The old, red asbestos shingle roof had faded to pink with gray streaks, and was doing a disservice to the architecture and the beauty of the building. Pilon decided something had to be done. She pushed to get a new roof for the Villa Madonna on the summer projects list for the college.
Work began in mid-May 2007, with completion scheduled by August 15. When the contractor responsible for the project–Neth & Son, Inc., a 35-year roofing company in Depew, N.Y.–took off the old shingles, they found old cedar shakes underneath.
“The old wood shakes were probably the original roofing–the asbestos shingle had been installed directly on top of it,” Pilon said. “To enhance the beauty and Victorian
style of the building, I wanted to use natural slate, but I didn’t want to deal with the maintenance. The obvious solution was a synthetic slate roof–and the product we chose was DaVinci.”
Pilon considered a range of synthetic slate products before selecting DaVinci Slate. She was impressed by the DaVinci ribbing structure that allowed the tile to expand and contract with temperature cycles, preventing curling and cracking. This feature also ensures air circulation underneath the shingle, keeping the roof deck cooler.
“DaVinci had such an authentic look, I was sold as soon as I saw the sample, but the ribbing structure, 50-year warranty and competitive price sealed the deal,” Pilon said.
Her response to the DaVinci Slate is a common one, according to Ed Tutuska, sheet metal superintendent of Neth & Son, Inc. Tutuska and Neth & Son roofing installer Kevin Barlow have put DaVinci slate on numerous buildings whose owners were seeking an authentic slate look.
“We’re bidding the DaVinci Slate all over. The resemblance to real slate is phenomenal. I’ve been doing this for 45 years, and even I have to actually go up on the roof and touch it to see that it’s not real slate,” Tutuska said. “It’s practically maintenance-free, and as roofers, we like it, because it’s bundled in a way that makes it extremely easy to install.”

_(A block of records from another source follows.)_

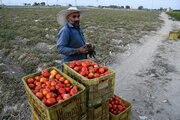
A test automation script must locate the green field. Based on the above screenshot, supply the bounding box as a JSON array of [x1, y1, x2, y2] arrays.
[[167, 11, 180, 21], [0, 8, 162, 119]]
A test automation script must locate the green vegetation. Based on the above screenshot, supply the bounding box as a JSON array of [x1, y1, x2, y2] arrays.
[[167, 11, 180, 21]]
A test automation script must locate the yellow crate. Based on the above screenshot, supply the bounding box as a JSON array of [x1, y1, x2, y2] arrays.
[[29, 102, 87, 120], [22, 67, 86, 120], [87, 100, 109, 120], [169, 31, 179, 40], [109, 95, 131, 120], [29, 103, 40, 120], [63, 59, 115, 107]]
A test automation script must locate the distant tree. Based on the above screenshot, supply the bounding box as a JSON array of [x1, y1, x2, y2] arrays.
[[27, 3, 31, 6], [120, 6, 124, 8], [138, 6, 143, 10], [41, 2, 45, 6], [24, 3, 27, 6], [109, 5, 118, 8], [33, 2, 39, 6], [68, 4, 72, 7], [126, 5, 130, 9], [160, 7, 163, 11]]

Gary Browne, roofing consultant and owner of The Browne Company in Orchard Park, N.Y., also worked with Pilon to ensure that her choice was the right one.

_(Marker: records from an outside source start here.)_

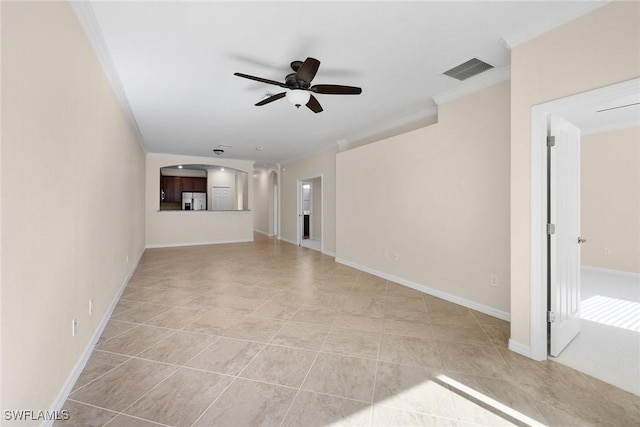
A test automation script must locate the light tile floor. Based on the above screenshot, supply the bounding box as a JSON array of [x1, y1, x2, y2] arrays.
[[58, 234, 640, 426]]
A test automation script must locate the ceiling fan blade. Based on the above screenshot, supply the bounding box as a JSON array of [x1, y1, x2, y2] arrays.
[[255, 92, 286, 106], [234, 72, 286, 88], [310, 84, 362, 95], [306, 94, 323, 113], [296, 57, 321, 86]]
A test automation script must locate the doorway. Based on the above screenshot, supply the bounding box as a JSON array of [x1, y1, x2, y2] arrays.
[[531, 78, 639, 358], [297, 175, 322, 252], [270, 171, 278, 237], [530, 78, 640, 394]]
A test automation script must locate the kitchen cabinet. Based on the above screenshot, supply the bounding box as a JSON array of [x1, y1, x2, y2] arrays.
[[162, 176, 175, 202], [161, 176, 207, 203], [193, 178, 207, 192]]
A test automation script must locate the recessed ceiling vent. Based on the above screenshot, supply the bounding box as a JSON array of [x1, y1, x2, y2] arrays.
[[443, 58, 494, 81]]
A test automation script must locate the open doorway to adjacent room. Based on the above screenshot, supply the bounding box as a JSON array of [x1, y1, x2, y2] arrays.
[[530, 78, 639, 395], [297, 175, 322, 252], [269, 171, 278, 237]]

“Obviously with a building like this one, aesthetics means a lot. Another primary consideration is water tightness, so the roof isn’t going to leak after we’ve done all this work,” Browne said. “The old tile roof was looking pretty bad, pretty dated. Maryann ended up choosing the DaVinci Slate in Vineyard Blend, and it really fits the campus and the brick buildings around the Villa Madonna.”
Before beginning work, Pilon made a presentation to the City of Newburg Architectural Review Committee to get their blessing for the new roof. The committee had reviewed different upgrades to some of the upscale housing in the area, including some historic old homes. The committee is responsible for making sure the aesthetics of the products used fit the architecture and the historic flavor of the community, according to Pilon. Fortunately, they too loved the look of the DaVinci product.
The work on the Villa Madonna has enhanced the historic qualities of the building’s architecture and restored it to its original beauty, Pilon said. “In addition to the DaVinci roof, we put in ornamental copper with sputters, downspouts and decorative flashing on the Villa Madonna,” she said. “Those decorative copper details, combined with the copper cross and the roof, makes the building a real showpiece for the university.”